Tera implements the OpenAI Chat Completions API surface. Existing OpenAI SDKs work by changing two settings:
from openai import OpenAI

client = OpenAI(
    base_url="https://api.tera.gw/v1",
    api_key="sk-tera-...",
)

What’s the same

  • Endpoints/v1/chat/completions, /v1/completions, /v1/models, /v1/audio/speech
  • Streaming — Server-Sent Events with data: {...} frames terminated by data: [DONE]
  • Request shapemessages, temperature, top_p, max_tokens, stop, seed, frequency_penalty, presence_penalty, stream, tools, tool_choice, response_format
  • Response shapeid, object, created, model, choices[].message, choices[].finish_reason, usage
  • Tool calling — OpenAI-compatible tools array and tool_calls in responses

What’s different

Model IDs

Tera uses HuggingFace IDs as the canonical model name — no provider prefix.
{ "model": "Qwen/Qwen2.5-7B-Instruct" }
See Models for the catalog.

Extra sampling parameters

Tera supports a few sampling parameters beyond OpenAI’s surface. They’re optional and ignored if you don’t pass them.
  • top_k — top-k sampling
  • repetition_penalty — additional penalty term (distinct from OpenAI’s frequency/presence penalties)
  • min_p — minimum probability threshold

Reasoning models

Models like Qwen/Qwen3.5-27B emit explicit reasoning traces. Tera splits these into a separate reasoning_content field rather than mixing them with the user-facing answer. See Reasoning.

No org / project headers

We don’t require or accept OpenAI-Organization or OpenAI-Project headers. Drop them if your client sends them — they’re ignored.

No moderation endpoint

We don’t offer /v1/moderations. Use OpenAI’s moderation endpoint if you need it, or run a separate guard model.

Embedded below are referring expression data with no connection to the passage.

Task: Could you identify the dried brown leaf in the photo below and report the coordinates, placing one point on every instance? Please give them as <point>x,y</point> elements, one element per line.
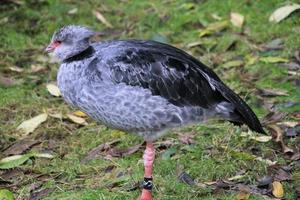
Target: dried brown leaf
<point>237,19</point>
<point>40,194</point>
<point>186,138</point>
<point>20,147</point>
<point>95,152</point>
<point>79,114</point>
<point>53,89</point>
<point>30,125</point>
<point>244,193</point>
<point>273,117</point>
<point>124,152</point>
<point>37,68</point>
<point>268,92</point>
<point>76,120</point>
<point>6,81</point>
<point>283,12</point>
<point>277,189</point>
<point>186,178</point>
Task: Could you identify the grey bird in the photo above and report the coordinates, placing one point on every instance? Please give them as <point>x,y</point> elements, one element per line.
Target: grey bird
<point>142,87</point>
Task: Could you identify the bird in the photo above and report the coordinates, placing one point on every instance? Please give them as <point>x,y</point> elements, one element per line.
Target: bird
<point>142,87</point>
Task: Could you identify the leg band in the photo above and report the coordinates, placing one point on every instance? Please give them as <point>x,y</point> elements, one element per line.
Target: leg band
<point>148,183</point>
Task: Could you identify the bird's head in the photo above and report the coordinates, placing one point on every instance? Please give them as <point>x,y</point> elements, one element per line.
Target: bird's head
<point>69,41</point>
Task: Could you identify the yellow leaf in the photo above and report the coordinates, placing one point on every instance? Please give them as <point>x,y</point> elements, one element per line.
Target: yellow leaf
<point>283,12</point>
<point>236,19</point>
<point>277,189</point>
<point>30,125</point>
<point>77,120</point>
<point>101,18</point>
<point>79,113</point>
<point>53,90</point>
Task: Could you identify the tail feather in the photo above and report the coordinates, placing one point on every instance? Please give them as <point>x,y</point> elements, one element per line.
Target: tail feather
<point>241,111</point>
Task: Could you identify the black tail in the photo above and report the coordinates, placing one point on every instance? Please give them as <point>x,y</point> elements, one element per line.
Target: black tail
<point>243,110</point>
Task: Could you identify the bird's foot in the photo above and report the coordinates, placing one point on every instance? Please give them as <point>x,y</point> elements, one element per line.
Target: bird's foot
<point>149,156</point>
<point>146,195</point>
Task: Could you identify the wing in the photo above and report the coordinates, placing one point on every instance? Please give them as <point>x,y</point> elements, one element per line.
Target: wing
<point>174,75</point>
<point>171,76</point>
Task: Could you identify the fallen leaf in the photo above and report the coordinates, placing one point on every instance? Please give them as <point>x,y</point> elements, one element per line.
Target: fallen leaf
<point>79,114</point>
<point>282,175</point>
<point>214,28</point>
<point>289,123</point>
<point>251,135</point>
<point>186,138</point>
<point>169,153</point>
<point>77,120</point>
<point>283,12</point>
<point>73,11</point>
<point>277,189</point>
<point>236,19</point>
<point>95,152</point>
<point>268,92</point>
<point>56,115</point>
<point>265,181</point>
<point>273,117</point>
<point>16,69</point>
<point>53,90</point>
<point>233,63</point>
<point>186,178</point>
<point>37,68</point>
<point>267,161</point>
<point>20,147</point>
<point>17,160</point>
<point>262,138</point>
<point>6,81</point>
<point>271,59</point>
<point>42,155</point>
<point>40,194</point>
<point>5,194</point>
<point>30,125</point>
<point>101,18</point>
<point>124,152</point>
<point>292,66</point>
<point>243,194</point>
<point>251,59</point>
<point>276,44</point>
<point>278,135</point>
<point>291,132</point>
<point>13,161</point>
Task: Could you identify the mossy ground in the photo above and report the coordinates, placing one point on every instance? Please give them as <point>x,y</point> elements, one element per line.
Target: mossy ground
<point>27,28</point>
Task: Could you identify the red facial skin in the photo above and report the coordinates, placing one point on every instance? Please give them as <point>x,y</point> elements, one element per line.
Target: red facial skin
<point>52,46</point>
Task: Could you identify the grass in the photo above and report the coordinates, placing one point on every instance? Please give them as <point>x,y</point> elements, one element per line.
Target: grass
<point>219,151</point>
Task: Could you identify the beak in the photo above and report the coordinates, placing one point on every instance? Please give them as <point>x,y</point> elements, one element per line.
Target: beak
<point>50,48</point>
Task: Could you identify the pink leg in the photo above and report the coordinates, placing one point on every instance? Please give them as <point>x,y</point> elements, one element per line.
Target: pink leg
<point>148,157</point>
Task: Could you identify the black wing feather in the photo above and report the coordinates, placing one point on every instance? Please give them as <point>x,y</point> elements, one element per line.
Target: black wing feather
<point>176,76</point>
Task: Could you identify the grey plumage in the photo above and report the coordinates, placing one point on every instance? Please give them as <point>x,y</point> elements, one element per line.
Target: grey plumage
<point>142,87</point>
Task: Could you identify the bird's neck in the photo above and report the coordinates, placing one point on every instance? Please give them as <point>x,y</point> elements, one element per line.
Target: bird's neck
<point>88,52</point>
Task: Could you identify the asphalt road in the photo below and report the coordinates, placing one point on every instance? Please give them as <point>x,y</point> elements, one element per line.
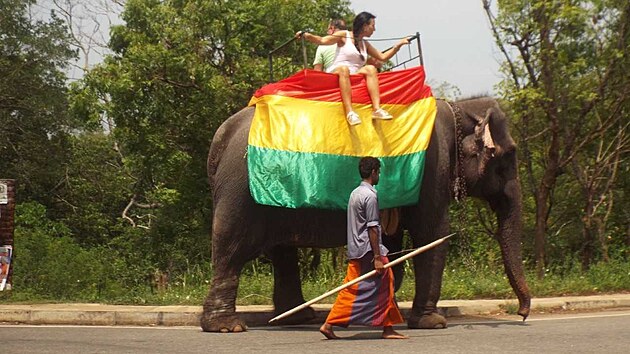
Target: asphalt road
<point>591,332</point>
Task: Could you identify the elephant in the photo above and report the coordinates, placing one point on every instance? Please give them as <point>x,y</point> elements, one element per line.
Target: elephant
<point>470,152</point>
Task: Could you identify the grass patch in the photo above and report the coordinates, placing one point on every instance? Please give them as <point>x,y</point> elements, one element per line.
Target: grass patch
<point>256,285</point>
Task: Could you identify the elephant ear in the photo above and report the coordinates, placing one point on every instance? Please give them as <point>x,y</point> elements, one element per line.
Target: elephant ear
<point>499,131</point>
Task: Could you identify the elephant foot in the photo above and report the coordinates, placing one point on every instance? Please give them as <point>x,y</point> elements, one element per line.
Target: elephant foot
<point>224,323</point>
<point>524,312</point>
<point>300,317</point>
<point>427,321</point>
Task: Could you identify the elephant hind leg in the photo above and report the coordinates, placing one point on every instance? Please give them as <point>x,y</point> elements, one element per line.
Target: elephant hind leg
<point>230,252</point>
<point>287,289</point>
<point>219,308</point>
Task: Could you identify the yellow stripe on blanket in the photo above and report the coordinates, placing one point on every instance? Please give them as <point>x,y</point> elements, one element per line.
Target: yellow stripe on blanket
<point>300,125</point>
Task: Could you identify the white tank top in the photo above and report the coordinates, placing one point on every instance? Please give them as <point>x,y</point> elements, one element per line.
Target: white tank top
<point>348,55</point>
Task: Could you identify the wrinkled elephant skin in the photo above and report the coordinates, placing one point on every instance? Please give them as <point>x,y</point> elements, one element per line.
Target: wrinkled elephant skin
<point>243,230</point>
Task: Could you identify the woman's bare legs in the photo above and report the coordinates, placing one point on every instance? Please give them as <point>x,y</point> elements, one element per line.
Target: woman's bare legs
<point>346,94</point>
<point>371,80</point>
<point>345,87</point>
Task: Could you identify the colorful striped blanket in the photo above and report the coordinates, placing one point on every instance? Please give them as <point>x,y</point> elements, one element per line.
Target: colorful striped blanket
<point>302,152</point>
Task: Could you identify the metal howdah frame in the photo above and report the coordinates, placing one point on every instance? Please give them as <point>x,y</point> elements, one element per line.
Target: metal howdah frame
<point>412,57</point>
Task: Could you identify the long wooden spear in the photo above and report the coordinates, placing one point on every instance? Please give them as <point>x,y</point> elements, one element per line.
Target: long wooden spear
<point>363,277</point>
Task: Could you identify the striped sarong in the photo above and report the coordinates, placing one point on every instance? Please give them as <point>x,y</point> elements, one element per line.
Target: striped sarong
<point>370,302</point>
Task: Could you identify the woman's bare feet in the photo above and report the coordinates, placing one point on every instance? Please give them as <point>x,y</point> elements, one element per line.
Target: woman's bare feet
<point>389,333</point>
<point>327,331</point>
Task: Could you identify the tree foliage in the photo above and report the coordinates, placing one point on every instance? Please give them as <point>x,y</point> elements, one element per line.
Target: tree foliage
<point>178,70</point>
<point>567,86</point>
<point>34,124</point>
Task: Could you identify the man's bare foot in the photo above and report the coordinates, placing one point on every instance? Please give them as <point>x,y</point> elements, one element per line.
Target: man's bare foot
<point>327,331</point>
<point>389,333</point>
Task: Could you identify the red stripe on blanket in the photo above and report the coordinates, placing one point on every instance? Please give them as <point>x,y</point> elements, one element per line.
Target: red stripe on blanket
<point>396,87</point>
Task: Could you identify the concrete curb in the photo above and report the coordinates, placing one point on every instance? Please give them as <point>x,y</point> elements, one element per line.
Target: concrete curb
<point>112,315</point>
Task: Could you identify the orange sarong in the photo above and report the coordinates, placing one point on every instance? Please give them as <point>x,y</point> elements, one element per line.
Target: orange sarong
<point>370,302</point>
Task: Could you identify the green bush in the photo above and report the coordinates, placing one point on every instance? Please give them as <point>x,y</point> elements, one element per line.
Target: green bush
<point>48,263</point>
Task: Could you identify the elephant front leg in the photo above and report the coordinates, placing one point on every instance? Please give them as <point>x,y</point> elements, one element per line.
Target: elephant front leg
<point>428,268</point>
<point>219,308</point>
<point>287,288</point>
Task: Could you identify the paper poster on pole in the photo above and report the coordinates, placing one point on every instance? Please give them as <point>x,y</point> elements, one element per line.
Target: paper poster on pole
<point>5,265</point>
<point>4,193</point>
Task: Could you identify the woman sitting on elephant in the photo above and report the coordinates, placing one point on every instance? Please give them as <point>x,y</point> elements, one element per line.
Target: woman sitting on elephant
<point>350,58</point>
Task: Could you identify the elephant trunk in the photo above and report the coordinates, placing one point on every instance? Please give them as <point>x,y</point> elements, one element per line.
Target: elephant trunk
<point>509,217</point>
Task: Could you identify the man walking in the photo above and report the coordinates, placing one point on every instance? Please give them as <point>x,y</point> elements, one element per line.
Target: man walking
<point>370,302</point>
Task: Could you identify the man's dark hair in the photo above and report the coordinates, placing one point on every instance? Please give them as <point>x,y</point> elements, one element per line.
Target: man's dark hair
<point>367,164</point>
<point>339,23</point>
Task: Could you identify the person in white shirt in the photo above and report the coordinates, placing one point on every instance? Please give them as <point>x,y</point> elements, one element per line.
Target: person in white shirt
<point>325,54</point>
<point>351,55</point>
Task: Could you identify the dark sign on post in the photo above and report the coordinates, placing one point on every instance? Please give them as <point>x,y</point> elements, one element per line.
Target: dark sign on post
<point>7,213</point>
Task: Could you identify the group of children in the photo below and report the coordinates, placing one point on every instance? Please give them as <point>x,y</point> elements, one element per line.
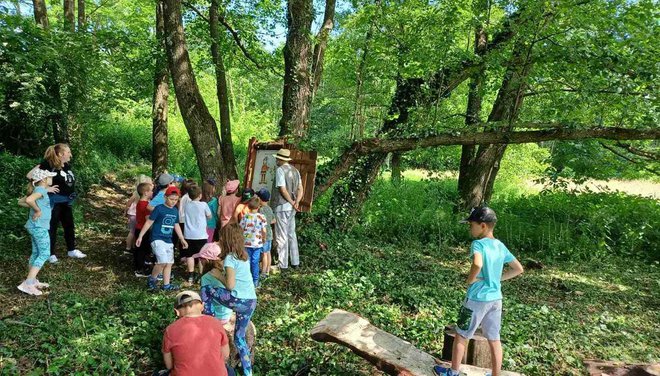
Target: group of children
<point>163,215</point>
<point>233,255</point>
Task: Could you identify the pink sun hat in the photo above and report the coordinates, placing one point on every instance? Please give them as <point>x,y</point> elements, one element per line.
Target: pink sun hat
<point>210,251</point>
<point>231,186</point>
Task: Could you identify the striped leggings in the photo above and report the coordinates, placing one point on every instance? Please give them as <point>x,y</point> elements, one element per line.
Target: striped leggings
<point>244,309</point>
<point>40,246</point>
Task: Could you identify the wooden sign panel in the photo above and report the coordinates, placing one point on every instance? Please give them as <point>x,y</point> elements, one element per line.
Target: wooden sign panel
<point>260,168</point>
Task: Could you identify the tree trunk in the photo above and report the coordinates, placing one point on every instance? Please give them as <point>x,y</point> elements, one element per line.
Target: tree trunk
<point>199,122</point>
<point>357,123</point>
<point>322,43</point>
<point>40,14</point>
<point>409,92</point>
<point>159,156</point>
<point>81,15</point>
<point>297,95</point>
<point>223,96</point>
<point>395,164</point>
<point>17,7</point>
<point>473,112</point>
<point>69,15</point>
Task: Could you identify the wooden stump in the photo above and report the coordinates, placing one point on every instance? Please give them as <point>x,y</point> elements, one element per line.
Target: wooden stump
<point>250,336</point>
<point>477,352</point>
<point>604,368</point>
<point>387,352</point>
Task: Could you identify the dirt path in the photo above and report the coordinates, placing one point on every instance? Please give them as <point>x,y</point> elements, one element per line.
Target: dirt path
<point>100,235</point>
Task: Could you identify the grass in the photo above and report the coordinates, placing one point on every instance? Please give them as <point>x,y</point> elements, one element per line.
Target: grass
<point>405,275</point>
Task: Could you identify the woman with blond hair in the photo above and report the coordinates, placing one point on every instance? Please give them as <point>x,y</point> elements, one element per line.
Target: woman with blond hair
<point>56,160</point>
<point>228,283</point>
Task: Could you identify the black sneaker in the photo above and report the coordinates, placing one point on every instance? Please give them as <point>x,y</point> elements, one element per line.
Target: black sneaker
<point>141,273</point>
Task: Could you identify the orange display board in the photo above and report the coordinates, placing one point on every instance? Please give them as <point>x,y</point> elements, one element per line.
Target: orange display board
<point>260,168</point>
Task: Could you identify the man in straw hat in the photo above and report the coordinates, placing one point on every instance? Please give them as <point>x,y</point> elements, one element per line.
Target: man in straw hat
<point>287,197</point>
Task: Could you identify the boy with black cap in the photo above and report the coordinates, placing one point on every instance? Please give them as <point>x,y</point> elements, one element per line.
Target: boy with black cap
<point>165,222</point>
<point>264,196</point>
<point>195,344</point>
<point>483,304</point>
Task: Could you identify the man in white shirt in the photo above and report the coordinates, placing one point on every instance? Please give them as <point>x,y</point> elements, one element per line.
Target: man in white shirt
<point>287,197</point>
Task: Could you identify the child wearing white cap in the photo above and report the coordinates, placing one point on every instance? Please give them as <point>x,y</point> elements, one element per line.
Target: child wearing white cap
<point>37,225</point>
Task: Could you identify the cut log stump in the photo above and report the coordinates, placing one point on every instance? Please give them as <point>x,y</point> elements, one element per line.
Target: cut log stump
<point>387,352</point>
<point>603,368</point>
<point>250,337</point>
<point>478,350</point>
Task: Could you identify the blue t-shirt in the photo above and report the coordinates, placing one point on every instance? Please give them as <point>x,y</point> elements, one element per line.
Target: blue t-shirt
<point>212,307</point>
<point>158,199</point>
<point>213,206</point>
<point>44,205</point>
<point>494,254</point>
<point>244,288</point>
<point>164,219</point>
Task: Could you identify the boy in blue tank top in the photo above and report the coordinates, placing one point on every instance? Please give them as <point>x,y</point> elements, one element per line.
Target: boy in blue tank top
<point>483,304</point>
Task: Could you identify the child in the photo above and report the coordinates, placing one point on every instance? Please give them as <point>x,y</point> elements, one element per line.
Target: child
<point>38,224</point>
<point>254,233</point>
<point>131,213</point>
<point>228,202</point>
<point>195,344</point>
<point>264,196</point>
<point>211,267</point>
<point>483,304</point>
<point>145,190</point>
<point>165,220</point>
<point>241,208</point>
<point>197,213</point>
<point>236,289</point>
<point>208,196</point>
<point>185,199</point>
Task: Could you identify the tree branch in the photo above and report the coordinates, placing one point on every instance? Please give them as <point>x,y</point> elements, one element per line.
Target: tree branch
<point>625,157</point>
<point>322,43</point>
<point>195,10</point>
<point>639,152</point>
<point>380,145</point>
<point>234,35</point>
<point>558,132</point>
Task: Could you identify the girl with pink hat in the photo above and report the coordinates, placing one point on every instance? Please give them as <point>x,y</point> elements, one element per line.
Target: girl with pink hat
<point>228,202</point>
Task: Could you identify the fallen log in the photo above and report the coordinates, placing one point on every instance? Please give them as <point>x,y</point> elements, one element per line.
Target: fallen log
<point>387,352</point>
<point>604,368</point>
<point>250,336</point>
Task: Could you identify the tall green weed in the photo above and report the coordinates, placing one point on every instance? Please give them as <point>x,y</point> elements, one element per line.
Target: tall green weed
<point>555,225</point>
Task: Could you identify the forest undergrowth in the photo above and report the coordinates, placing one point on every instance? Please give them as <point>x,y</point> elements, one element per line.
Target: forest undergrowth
<point>402,268</point>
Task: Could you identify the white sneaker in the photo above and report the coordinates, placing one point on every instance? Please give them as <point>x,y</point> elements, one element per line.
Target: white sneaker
<point>76,254</point>
<point>29,289</point>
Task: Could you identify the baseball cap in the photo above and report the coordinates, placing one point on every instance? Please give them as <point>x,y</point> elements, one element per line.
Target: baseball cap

No embeddings, no images, no fine-tuning

Today: text generation and TTS only. No /v1/embeddings, no /v1/images/*, no /v1/fine_tuning/*. Let us know if you need these.

Behavioral notes

  • First request after cold start is slower (~2–12s TTFT) due to CUDA graph compilation. Subsequent requests are fast.
  • 5xx errors trigger automatic retry within the gateway across healthy backend replicas before being returned to you.
  • Health-aware routing — if a backend fails health checks, traffic is steered to healthy replicas with no client changes.